Monday, May 4, 2015

Commonplace Book....Random Thoughts on the History of Education...

From The Rainbow Book of American History by Earl Schenck Miers, pg 140-143...

Early education in America placed first emphasis on proper moral conduct.

Among the colonies, Massachusetts took the lead in education, passing a law in 1647 that required every town of fifty homeowners to establish a primary school and every town of one hundred homes to provide, in addition, a secondary or grammar school.  The following year, Dedham, Massachusetts, became the first community in American to tax property owners in order to support a local public school.  Boston already claimed the first Latin, or high school, established in 1635, where, by the age of fifteen, students were supposed to be ready for college after intensive instruction in Latin and less vigorous preparation in composition, literature, mathematics, modern languages, philosophy, and science. 

The "prevocation school," such as the academy established in Philadelphia by Benjamin Franklin was found only in the larger towns and concentrated on training pupils for "real life."  Another standard form of education in early America was "apprenticeship training," illustrated by Franklin's service to his father as a candlemaker and to his brother James as a printer's devil. 

From A Nineteenth-Century Schoolgirl, The Diary of Caroline Cowles Richards, 1852-1955 edited by Kerry A. Graves, pg 6-7...

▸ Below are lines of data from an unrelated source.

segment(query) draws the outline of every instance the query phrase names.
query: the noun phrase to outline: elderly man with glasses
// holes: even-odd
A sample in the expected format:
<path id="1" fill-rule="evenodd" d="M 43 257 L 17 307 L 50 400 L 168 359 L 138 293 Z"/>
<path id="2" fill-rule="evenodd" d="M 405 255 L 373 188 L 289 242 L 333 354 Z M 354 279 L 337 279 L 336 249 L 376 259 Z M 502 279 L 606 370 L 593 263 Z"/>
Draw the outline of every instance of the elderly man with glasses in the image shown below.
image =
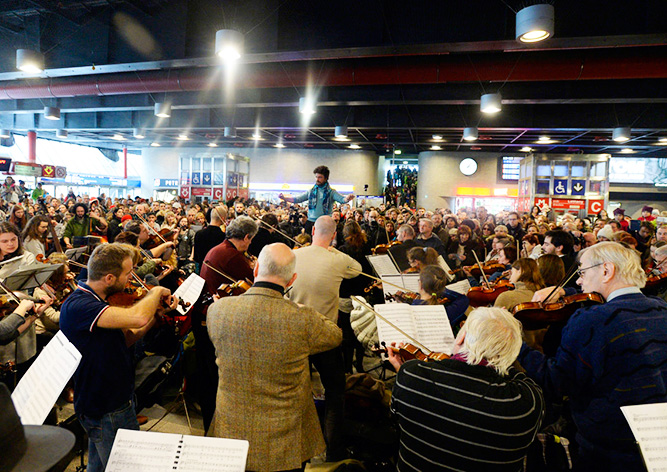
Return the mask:
<path id="1" fill-rule="evenodd" d="M 547 398 L 569 397 L 579 445 L 575 470 L 642 470 L 620 407 L 667 401 L 667 303 L 642 294 L 639 255 L 621 244 L 585 249 L 577 272 L 582 290 L 605 302 L 570 317 L 555 356 L 524 344 L 518 360 Z"/>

During the 1800's, most boys and girls went to public elementary school until they were 10 to 12 years old.  They learned to read, write, and spell.  They studied grammar, math, geography, and history.  Students also took physical education classes.

Most children who studied beyond elementary school went to private schools.  Few public high schools existed before 1860.  Only middle- or upper-class families could afford to send their children to private high schools.  Many of these private high schools were boarding schools.

Boys and girls did not go to the same private schools. At the time, people thought boys and girls had different educational needs.  Boys attended private schools called academies.  At academies, boys learned composition, literature, history, math, religion, and foreign languages.  These classes prepared boys for college and jobs. 

Girls attended private schools called seminaries.  At seminaries, girls studied some of the same subjects boys did.  But girls also learned dance, drawing, and needlework at seminaries.  People thought these classes taught social skills and prepared girls to be good homemakers. 

pg 12...

During the 1800's, students used books called readers.  The stories in these books taught moral values, good manners, and religion.  Students used stories from their readers and from the Bible to learn reading and writing.  They memorized parts of the stories and recited them in class. 
McGuffey's Readers were the most popular readers.  William Holmes McGuffey was a minister and teacher.  From 1836 to 1857, McGuffey wrote six reading books and one spelling book for young students.  McGuffey's Readers became widely used in the mid-1800s and remained popular until the early 1900s.  

From Getting Started, Systematic Mathematics by Paul Ziegler...

I do not advise formal math education before 3rd grade.  Children are simply not ready for formal math instruction before that age.  First and second grade math textbooks did not exist before the 1960's.